SHB is a nuissance, however I have yet to see any thing devastating. They are there, and I kill them when I see them. But, are they such a tragedy that a space for a whole frame that could have brood in it be taken up by a trap?


----------



## Beaches' Bee-Haven Apiary (May 22, 2007)

CSbees said:


> SHB is a nuissance, however I have yet to see any thing devastating. They are there, and I kill them when I see them. But, are they such a tragedy that a space for a whole frame that could have brood in it be taken up by a trap?


I've had success this year just keeping my bees strong and keeping their entrance reduced. I've tried traps, but haven't had good success. I also let my bees raise their own queens natually. I've found that they appear to be quite tolerable of the SHB. I'm sure the local bees have been exposed to SHB for a while now!

-Nathanael


----------



## CSbees (Aug 7, 2007)

It is a sight to see the bees "rounding up" or herding the beetles. I have even seen stinging of the beetles by bees on the underside of the beetle which is vunerable.


----------



## Beaches' Bee-Haven Apiary (May 22, 2007)

CSbees said:


> It is a sight to see the bees "rounding up" or herding the beetles. I have even seen stinging of the beetles by bees on the underside of the beetle which is vunerable.


Isn't that that the coolest thing?! Of course any attempt by my girls to kill those pests are cool with me!

-Nathanael


----------



## CSbees (Aug 7, 2007)

Me too. They're frustrating.


----------



## beemandan (Dec 5, 2005)

Beaches' Bee-Haven Apiary said:


> Isn't that that the coolest thing?! Of course any attempt by my girls to kill those pests are cool with me!
> 
> -Nathanael


It may not be as pretty a sight as one would think. Your bees usually have those shb sequestered into a confined area. When we (beekeepers) start manipulating our hives we often interrupt that confinement. Those bees you see chasing the shb are likely trying to regain control. A better sight, in my opinion, are beetles in a tight cluster under guard.

I don't believe that our bees can kill the adult shbs. Or if they somehow do its just a lucky, freak accident.


----------



## Beaches' Bee-Haven Apiary (May 22, 2007)

beemandan said:


> It may not be as pretty a sight as one would think. Your bees usually have those shb sequestered into a confined area. When we (beekeepers) start manipulating our hives we often interrupt that confinement. Those bees you see chasing the shb are likely trying to regain control. A better sight, in my opinion, are beetles in a tight cluster under guard.
> 
> I don't believe that our bees can kill the adult shbs. Or if they somehow do its just a lucky, freak accident.

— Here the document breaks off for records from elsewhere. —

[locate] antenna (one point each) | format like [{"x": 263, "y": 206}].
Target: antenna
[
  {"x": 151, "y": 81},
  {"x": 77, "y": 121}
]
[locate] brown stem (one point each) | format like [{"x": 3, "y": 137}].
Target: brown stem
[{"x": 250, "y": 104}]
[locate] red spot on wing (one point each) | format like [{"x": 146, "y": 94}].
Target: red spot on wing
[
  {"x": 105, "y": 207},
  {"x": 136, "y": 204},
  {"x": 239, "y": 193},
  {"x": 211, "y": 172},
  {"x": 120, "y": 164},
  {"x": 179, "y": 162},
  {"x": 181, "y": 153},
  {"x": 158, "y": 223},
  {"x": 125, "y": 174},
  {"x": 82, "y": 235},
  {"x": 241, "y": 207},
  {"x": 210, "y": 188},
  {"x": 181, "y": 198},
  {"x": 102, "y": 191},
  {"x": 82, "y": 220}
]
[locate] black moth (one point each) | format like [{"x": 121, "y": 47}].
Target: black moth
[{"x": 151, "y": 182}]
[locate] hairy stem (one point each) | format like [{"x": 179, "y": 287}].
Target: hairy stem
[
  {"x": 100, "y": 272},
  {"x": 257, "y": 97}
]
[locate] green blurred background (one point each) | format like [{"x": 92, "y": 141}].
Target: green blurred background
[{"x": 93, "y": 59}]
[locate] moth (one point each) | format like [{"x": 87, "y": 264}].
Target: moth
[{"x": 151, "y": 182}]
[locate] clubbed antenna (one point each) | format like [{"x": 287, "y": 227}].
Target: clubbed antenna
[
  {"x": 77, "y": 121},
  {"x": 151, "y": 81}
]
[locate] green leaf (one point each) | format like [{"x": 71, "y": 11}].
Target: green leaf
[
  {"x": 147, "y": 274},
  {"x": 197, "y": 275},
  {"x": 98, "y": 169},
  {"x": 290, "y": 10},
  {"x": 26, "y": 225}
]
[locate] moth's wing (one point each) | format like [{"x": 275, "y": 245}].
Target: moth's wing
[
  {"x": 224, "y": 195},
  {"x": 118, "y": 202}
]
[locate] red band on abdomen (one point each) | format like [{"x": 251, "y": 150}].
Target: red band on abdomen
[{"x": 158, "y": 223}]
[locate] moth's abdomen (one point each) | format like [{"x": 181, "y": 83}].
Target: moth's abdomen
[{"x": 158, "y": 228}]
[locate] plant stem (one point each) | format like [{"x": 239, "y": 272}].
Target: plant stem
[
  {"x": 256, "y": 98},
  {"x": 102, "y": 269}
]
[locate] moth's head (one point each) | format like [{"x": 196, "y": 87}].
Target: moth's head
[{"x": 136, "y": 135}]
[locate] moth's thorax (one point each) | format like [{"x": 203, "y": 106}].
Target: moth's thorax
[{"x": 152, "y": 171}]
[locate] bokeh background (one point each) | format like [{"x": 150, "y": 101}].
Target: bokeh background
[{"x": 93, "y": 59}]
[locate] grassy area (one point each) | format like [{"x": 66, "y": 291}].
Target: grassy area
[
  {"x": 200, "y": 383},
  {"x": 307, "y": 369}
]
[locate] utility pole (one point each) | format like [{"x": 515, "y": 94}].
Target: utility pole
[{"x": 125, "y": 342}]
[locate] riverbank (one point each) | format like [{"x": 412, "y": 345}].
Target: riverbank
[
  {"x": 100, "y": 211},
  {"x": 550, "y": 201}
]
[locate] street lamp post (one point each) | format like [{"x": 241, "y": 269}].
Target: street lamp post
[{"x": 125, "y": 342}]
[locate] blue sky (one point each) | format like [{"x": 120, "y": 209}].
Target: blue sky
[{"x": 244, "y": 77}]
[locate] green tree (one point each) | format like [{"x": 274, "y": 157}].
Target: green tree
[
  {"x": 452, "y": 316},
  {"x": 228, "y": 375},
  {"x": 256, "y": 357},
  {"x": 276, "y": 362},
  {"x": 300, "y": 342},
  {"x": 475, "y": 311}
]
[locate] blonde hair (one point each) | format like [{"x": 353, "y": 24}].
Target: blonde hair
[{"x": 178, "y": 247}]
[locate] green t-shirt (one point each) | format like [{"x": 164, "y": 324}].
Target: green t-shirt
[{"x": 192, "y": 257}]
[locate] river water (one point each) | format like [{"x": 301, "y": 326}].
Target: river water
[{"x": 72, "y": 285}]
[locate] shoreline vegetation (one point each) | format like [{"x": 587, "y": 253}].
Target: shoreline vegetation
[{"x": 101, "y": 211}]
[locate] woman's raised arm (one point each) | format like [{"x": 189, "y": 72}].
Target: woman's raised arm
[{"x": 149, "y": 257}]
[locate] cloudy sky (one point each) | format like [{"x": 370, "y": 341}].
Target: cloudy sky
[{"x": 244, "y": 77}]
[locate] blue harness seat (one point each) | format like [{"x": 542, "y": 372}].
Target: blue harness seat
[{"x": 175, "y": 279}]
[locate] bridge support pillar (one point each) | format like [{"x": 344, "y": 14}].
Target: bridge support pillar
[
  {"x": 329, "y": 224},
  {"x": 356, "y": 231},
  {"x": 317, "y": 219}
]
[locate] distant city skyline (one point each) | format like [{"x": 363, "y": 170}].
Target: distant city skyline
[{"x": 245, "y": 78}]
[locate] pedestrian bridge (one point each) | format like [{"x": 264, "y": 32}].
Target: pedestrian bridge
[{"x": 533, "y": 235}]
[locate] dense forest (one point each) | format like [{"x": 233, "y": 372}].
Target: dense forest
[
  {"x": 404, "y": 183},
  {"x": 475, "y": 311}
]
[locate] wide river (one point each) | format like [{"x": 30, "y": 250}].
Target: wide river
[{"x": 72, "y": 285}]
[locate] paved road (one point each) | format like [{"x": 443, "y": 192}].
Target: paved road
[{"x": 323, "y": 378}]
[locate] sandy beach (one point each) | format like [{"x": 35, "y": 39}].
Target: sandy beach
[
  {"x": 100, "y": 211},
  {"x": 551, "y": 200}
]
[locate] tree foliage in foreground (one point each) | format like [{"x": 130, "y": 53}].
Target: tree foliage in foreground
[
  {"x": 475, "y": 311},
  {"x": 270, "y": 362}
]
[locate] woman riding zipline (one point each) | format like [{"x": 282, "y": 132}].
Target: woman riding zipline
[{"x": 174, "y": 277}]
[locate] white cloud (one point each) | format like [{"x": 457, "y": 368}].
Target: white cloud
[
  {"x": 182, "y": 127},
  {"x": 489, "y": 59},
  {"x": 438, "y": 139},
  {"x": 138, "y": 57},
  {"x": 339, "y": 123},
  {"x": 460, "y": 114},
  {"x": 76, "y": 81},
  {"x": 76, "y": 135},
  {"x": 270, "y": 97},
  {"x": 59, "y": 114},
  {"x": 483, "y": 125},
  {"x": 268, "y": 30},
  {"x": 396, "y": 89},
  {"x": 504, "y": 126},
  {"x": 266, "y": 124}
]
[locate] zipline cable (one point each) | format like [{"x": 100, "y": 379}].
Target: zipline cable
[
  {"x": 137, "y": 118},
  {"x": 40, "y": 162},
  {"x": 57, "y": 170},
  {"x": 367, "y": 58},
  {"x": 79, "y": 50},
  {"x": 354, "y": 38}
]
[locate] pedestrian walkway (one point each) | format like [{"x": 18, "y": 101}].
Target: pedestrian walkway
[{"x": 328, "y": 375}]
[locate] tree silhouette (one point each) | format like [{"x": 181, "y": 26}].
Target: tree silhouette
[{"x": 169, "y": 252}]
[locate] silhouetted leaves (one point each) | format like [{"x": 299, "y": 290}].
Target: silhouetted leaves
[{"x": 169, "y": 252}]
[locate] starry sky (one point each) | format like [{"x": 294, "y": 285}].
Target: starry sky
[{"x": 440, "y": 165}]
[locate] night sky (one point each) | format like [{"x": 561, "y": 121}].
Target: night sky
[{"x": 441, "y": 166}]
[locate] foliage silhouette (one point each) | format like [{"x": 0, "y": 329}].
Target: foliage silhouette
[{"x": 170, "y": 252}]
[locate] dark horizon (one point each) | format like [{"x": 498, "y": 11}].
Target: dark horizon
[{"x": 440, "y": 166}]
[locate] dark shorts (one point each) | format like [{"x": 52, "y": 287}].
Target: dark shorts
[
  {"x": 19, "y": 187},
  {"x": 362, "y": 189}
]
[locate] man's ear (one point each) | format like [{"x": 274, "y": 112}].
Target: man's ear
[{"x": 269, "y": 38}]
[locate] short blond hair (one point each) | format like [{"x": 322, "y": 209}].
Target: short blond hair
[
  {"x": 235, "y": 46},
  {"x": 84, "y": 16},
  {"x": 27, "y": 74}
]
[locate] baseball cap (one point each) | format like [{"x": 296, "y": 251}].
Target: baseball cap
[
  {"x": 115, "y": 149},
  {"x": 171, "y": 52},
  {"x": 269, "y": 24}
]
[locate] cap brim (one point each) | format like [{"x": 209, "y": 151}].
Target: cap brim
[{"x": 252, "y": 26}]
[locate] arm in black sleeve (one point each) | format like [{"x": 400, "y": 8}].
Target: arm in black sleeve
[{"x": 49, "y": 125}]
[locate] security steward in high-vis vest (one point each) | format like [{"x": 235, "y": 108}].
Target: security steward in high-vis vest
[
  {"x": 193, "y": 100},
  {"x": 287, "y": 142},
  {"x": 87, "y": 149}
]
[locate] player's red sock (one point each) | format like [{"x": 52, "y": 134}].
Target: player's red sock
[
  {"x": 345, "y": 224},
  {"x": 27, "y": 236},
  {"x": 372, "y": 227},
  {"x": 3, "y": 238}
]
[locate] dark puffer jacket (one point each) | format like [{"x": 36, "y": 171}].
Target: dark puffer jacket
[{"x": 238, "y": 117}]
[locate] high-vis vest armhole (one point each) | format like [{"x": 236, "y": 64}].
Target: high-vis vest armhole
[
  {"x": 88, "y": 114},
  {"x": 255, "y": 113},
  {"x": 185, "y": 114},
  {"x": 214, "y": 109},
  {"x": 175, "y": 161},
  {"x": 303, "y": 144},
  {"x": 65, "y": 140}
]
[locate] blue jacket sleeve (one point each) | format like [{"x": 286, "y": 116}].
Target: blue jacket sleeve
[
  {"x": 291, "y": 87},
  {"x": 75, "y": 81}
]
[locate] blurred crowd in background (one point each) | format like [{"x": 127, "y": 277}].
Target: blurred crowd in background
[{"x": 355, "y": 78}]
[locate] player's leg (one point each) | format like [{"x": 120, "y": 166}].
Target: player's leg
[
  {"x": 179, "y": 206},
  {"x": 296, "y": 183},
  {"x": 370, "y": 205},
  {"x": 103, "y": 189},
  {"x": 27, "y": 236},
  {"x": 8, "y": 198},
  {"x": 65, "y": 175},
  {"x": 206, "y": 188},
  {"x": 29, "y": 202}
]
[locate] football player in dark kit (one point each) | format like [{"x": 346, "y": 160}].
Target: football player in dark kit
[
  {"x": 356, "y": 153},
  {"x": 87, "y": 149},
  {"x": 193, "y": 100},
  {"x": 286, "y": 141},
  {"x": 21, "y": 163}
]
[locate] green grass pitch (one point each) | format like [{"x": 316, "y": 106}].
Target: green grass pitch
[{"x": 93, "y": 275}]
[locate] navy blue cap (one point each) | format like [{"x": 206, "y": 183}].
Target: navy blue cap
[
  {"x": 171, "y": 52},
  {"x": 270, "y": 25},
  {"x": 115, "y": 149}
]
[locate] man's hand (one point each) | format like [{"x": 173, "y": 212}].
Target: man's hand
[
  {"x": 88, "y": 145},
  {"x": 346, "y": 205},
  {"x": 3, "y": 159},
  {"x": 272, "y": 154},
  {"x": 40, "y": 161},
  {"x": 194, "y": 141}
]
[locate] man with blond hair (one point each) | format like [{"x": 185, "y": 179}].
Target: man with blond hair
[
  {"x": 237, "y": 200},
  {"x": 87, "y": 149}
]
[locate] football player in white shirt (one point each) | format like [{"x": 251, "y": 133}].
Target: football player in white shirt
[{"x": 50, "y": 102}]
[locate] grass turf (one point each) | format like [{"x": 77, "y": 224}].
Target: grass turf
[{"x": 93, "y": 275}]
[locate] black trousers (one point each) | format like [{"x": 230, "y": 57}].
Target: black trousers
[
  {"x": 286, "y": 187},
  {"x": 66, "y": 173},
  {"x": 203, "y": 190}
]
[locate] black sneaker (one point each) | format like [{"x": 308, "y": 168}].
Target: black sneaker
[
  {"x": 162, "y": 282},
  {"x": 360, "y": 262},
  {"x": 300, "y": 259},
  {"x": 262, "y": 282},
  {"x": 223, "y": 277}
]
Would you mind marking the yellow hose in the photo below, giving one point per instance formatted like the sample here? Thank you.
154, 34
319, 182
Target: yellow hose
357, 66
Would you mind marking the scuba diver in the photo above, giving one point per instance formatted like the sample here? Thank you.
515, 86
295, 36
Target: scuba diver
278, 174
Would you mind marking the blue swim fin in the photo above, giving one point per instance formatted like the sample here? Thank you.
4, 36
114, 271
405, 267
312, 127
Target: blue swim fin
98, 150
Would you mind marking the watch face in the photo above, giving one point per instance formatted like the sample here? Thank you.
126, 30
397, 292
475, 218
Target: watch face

I was actually mainly referring to seeing my guard bees attacking SHB at the entrances of the hive. For the sole purpose you mentioned above, I try to open and disturb my hives the least amount possible.


----------



## Flyman (Jun 11, 2007)

*SHB Gone?*

I installed 5 pkgs this spring, feed them, nurtured them, did all I knew to do and they were doing pretty good. Then one day I noticed SHB. It got really bad to the point one hive absconded (I actually watched this happen). After consulting all the good advice on BeeSource, I installed West traps with FGMO in all the hives. I trapped the little buggers wholesale...maybe hundreds in each trap. I also treated the soil around the hives with Guardstar. Something did the trick. As of inspection today, I found no evidence of hive beetle. I also have all Pierco foundation so maybe that helped. They will probably be back next year. But I will have stronger hives and a plan to control them. It was kind of fun to see the girls "wrastle" them to the ground and throw them in the trap.


----------



## Bizzybee (Jan 29, 2006)

I kinda think that treating the ground around the the hives is wishful but wasted time. 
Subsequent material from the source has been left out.